Alors que selon une estimation de MG France, plus d’un million et demi de personnes atteintes par le coronavirus aurait déjà été pris en charge par des généralistes, le Haut conseil de la santé publique (HCSP) a émis ce mercredi un avis qui recadre la prise en charge en ambulatoire des patients Covid. Beaucoup plus médical que les recos de la DGS, ce document met notamment l’accent sur la forte valeur pronostique de la saturation et remet l’examen clinique sur le devant de la scène.
Attention à la saturation
Si « le contact par téléphone ou en téléconsultation permet d’évaluer la situation, […] dans certaines situations, l’examen clinique s’avère indispensable en particulier pour mesurer la saturation périphérique en oxygène et la fréquence respiratoire » souligne le HCSP.
Parmi les critères pouvant nécessiter une prise en charge hospitalière qui « doivent être recherchés d’emblée », la saturation périphérique en oxygène est en effet considéré comme « un élément essentiel ». Le seuil de 90 % retenu comme un critère de gravité nécessitant d’appeler le Samu (en l’absence de pneumopathie) reste inchangé. Mais le HCSP considère désormais qu’une "simple" diminution sous la barre des 95 % constitue déjà un signe d’alerte majeur en faveur d’une possible aggravation d’évolution très rapide, justifiant une hospitalisation, même en l’absence de pneumopathie. Dès ce stade, « on s’est rendu compte que les patients pouvaient se dégrader très vite », explique le Pr Serge Gilberg, généraliste à Paris et vice-président du Collège de la médecine générale. D’où l’idée de les surveiller à l’hôpital.

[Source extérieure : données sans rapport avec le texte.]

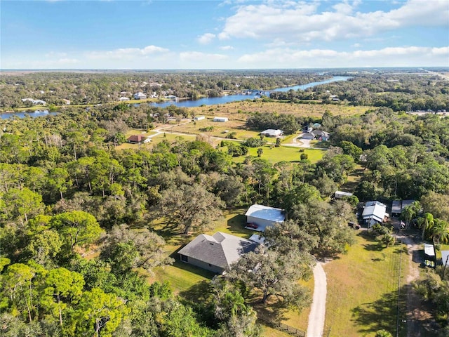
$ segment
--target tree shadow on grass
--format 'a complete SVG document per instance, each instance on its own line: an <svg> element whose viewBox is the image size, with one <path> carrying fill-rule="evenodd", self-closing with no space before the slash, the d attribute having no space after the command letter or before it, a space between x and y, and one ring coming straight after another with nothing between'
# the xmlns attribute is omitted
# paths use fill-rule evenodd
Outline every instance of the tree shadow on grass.
<svg viewBox="0 0 449 337"><path fill-rule="evenodd" d="M210 281L201 281L187 290L179 293L180 296L187 301L196 303L205 303L212 291L212 286Z"/></svg>
<svg viewBox="0 0 449 337"><path fill-rule="evenodd" d="M402 293L406 289L402 287ZM384 293L381 298L370 303L363 303L351 309L351 320L360 329L361 334L374 333L377 330L385 329L393 336L396 333L398 293L391 291ZM399 300L399 336L406 336L405 296L400 296Z"/></svg>

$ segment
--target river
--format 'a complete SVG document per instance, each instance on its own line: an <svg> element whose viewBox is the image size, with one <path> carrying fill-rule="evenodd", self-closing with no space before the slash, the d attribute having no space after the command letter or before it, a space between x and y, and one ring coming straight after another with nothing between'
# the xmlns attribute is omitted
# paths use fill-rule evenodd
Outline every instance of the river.
<svg viewBox="0 0 449 337"><path fill-rule="evenodd" d="M300 86L287 86L285 88L278 88L269 91L288 91L290 90L306 90L307 88L311 88L320 84L326 84L328 83L337 82L340 81L347 81L350 77L344 76L335 76L331 79L328 79L324 81L319 81L317 82L307 83L307 84L302 84ZM153 107L166 107L170 105L175 105L177 107L194 107L201 105L214 105L218 104L224 104L229 102L238 102L246 100L253 100L257 93L259 91L250 91L250 94L248 95L227 95L226 96L221 97L206 97L200 98L199 100L168 100L163 103L151 103L149 105ZM267 91L269 92L269 91ZM135 106L139 106L140 103L135 103ZM35 112L27 111L22 112L7 112L0 114L2 119L10 118L13 116L18 116L20 118L23 118L25 116L31 116L33 117L37 117L39 116L48 116L50 114L56 114L58 112L49 112L48 110L36 110Z"/></svg>

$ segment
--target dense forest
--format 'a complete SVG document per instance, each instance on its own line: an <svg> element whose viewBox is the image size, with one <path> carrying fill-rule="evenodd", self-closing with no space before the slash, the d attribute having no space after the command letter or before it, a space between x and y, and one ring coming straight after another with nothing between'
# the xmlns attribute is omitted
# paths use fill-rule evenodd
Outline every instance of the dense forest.
<svg viewBox="0 0 449 337"><path fill-rule="evenodd" d="M116 93L135 90L149 79L147 74L61 74L50 84L44 80L48 76L27 75L26 83L18 86L20 77L2 77L3 106L20 104L17 98L29 95L27 90L58 88L65 93L58 97L69 97L66 94L83 88L77 95L96 100L109 89L91 92L91 81L93 86L112 86ZM195 90L201 81L207 82L205 90L211 84L228 89L218 86L223 81L219 74L189 76ZM257 83L248 79L251 84L241 76L228 79L248 88L298 83L281 77L264 77ZM361 86L364 78L323 88L343 98L345 86ZM182 81L180 75L166 75L167 88L176 90L176 80ZM10 84L14 91L9 91ZM370 92L375 86L366 86ZM431 81L428 86L429 95L438 92L436 99L440 94L448 99L444 86ZM418 93L424 90L418 87ZM447 239L449 207L441 206L449 205L449 118L394 110L382 106L349 117L326 112L319 121L248 114L248 128L271 125L292 133L319 121L333 137L316 164L307 156L275 164L248 156L236 164L234 152L222 151L201 136L194 141L165 140L149 150L116 150L129 128L151 128L167 117L192 116L174 107L112 103L67 107L45 118L1 120L1 336L260 336L256 312L248 303L251 290L260 289L267 305L307 306L310 294L297 280L310 277L314 256L335 256L354 242L347 223L356 221L359 201L419 200L419 207L403 215L406 220L415 219L429 239ZM245 154L240 151L236 156ZM355 196L332 200L357 168L363 174ZM285 209L288 220L266 232L269 244L215 278L203 300L175 296L167 283L148 282L156 268L173 263L163 249L168 232L200 233L223 210L255 203ZM264 272L246 272L254 261ZM449 298L444 271L420 286L429 300L441 303ZM438 308L444 326L449 310Z"/></svg>

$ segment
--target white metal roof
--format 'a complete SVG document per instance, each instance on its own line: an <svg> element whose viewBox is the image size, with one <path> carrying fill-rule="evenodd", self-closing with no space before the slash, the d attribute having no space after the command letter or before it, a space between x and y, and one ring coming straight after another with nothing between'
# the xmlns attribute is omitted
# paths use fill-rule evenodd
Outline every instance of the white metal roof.
<svg viewBox="0 0 449 337"><path fill-rule="evenodd" d="M276 223L282 223L286 220L283 209L259 205L257 204L255 204L248 209L245 215L246 216L252 216L253 218L268 220Z"/></svg>
<svg viewBox="0 0 449 337"><path fill-rule="evenodd" d="M349 192L343 192L343 191L335 191L334 193L334 196L336 198L342 197L351 197L352 193L349 193Z"/></svg>
<svg viewBox="0 0 449 337"><path fill-rule="evenodd" d="M365 209L362 213L363 220L374 219L382 223L384 218L388 214L385 213L387 206L379 201L368 201L365 204Z"/></svg>
<svg viewBox="0 0 449 337"><path fill-rule="evenodd" d="M428 256L435 256L434 245L430 244L424 244L424 253Z"/></svg>
<svg viewBox="0 0 449 337"><path fill-rule="evenodd" d="M267 134L269 136L280 136L282 134L282 133L283 133L282 130L279 130L279 128L277 130L274 130L274 128L268 128L264 131L262 131L260 133L264 134L264 135Z"/></svg>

Les limites de la téléconsultation
Dans ce contexte, « on se rend bien compte des limites de la téléconsultation, poursuit le Pr Gilberg. Cela peut être une aide au tri et à la régulation et permettre ensuite le suivi des patients. Mais au moindre doute et dès qu’on sent que les malades ne sont "pas bien", il faut les examiner, les ausculter, mesurer la saturation, la fréquence respiratoire, etc. L’idée que l’on pouvait évaluer la dyspnée juste avec la parole a montré toutes ces limites… ». De plus, « il est possible d’observer une désaturation en oxygène chez un patient qui ne se plaint pas de dyspnée » prévient le HCSP. A contrario, « on a vu beaucoup de patients se plaignant de dyspnée qui était en fait liée à l’angoisse » ajoute le Pr Gilberg.

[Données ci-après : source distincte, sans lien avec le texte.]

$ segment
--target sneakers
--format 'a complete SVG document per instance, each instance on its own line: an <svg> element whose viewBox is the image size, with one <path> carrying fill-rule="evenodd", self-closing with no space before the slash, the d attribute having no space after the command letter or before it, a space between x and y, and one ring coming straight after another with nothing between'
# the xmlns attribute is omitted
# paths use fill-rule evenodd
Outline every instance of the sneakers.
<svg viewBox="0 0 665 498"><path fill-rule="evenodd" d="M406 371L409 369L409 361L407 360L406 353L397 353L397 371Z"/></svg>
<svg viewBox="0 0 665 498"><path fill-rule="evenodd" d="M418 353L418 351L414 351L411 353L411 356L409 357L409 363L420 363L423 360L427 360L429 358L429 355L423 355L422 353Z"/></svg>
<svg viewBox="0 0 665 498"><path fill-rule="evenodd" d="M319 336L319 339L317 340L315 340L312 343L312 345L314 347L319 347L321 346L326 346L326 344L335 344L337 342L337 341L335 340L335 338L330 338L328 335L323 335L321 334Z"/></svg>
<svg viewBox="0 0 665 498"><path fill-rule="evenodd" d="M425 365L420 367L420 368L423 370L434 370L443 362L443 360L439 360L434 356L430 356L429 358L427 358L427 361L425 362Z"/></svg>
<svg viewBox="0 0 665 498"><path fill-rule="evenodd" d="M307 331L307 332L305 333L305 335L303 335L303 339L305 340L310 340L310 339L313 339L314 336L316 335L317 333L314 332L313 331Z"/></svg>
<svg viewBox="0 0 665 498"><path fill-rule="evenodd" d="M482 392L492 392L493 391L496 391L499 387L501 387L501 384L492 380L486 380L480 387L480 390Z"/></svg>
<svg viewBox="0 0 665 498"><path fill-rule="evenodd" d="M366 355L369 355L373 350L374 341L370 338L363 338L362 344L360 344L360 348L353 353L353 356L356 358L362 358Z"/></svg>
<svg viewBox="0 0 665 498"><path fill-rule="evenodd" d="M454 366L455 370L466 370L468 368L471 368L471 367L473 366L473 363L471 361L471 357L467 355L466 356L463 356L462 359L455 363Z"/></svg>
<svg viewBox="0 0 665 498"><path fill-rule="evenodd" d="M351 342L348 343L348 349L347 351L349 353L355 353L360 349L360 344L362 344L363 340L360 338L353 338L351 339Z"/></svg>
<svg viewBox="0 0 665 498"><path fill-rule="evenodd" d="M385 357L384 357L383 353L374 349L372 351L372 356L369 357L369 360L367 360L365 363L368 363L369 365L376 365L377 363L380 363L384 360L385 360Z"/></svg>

Pas de scanner thoracique…
Un autre message important de cet avis « est de ne pas faire de scanner », souligne le Pr Gilberg. Dans la lignée de la HAS, les experts du HCSP considèrent en effet qu’il n’y a pas d’indication à réaliser un scanner thoracique à des fins de dépistage du Covid-19 chez des patients non symptomatiques ou pauci symptomatiques. La radiographie thoracique est pour sa part peu contributive, les lésions à type de verres dépolis étant peu opaques
… ni d’examens biologiques systématiques
Le ton est aussi à la parcimonie concernant les examens biologiques. La recherche du virus par PCR « doit être réalisée dans les situations figurant dans la liste de priorisation diagnostique », soit pour le moment essentiellement les patients sévères ou à risque de formes graves.
« Aucun autre examen biologique n’est recommandé de manière systématique ». En ambulatoire des explorations biologiques peuvent être nécessaires « en cas de doute diagnostique clinique sur une pneumopathie bactérienne (NFS, CRP) » ou dans le cadre d’un « bilan de décompensation d’une pathologie préexistante (diabète, insuffisance rénale...) ».

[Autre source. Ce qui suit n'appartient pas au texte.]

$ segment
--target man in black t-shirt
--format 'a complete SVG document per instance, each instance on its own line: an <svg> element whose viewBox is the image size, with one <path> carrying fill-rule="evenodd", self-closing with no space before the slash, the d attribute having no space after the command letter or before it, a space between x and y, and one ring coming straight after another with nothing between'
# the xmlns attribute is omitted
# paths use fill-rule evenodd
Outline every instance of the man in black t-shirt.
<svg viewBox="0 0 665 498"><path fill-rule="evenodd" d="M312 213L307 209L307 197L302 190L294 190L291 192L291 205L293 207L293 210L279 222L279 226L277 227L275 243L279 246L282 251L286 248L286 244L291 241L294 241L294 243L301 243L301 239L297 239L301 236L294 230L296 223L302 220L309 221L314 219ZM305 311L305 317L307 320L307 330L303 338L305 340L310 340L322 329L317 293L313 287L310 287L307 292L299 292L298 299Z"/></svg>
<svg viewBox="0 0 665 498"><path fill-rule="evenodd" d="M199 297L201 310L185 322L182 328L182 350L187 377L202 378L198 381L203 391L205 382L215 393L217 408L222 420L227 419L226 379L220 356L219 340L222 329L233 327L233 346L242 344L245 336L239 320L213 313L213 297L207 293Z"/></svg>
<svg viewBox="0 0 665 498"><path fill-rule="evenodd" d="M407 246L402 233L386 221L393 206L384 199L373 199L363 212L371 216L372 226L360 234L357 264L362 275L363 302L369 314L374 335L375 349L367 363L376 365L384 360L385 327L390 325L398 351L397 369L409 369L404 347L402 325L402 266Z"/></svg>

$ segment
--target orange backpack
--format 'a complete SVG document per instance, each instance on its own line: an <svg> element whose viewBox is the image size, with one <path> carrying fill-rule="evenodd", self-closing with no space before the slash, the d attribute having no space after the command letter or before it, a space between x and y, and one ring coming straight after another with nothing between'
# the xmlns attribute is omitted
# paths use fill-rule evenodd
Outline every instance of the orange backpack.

Pas d’antibiothérapie systématique
Même réserve en matière de traitement. En l’absence de pneumonie, seul un traitement symptomatique est recommandé, « les anti-inflammatoires devant être proscrits ». Par ailleurs, « à ce jour, aucune prescription de traitement à effet antiviral attendu n’est recommandée en ambulatoire en dehors d’essais cliniques ». Enfin, en l’absence de signes en faveur d’une pneumonie bactérienne, aucune antibiothérapie systématique n’est préconisée en cas de COVID-19 suspecté ou confirmé. Un traitement probabiliste peut être instauré en cas de suspicion de pneumonie aiguë communautaire, une symptomatologie dominée par la dyspnée devant faire préférer l’azithromycine tandis que l’association acide clavulanique-amoxicilline doit être privilégiée si l’expectoration est au premier plan.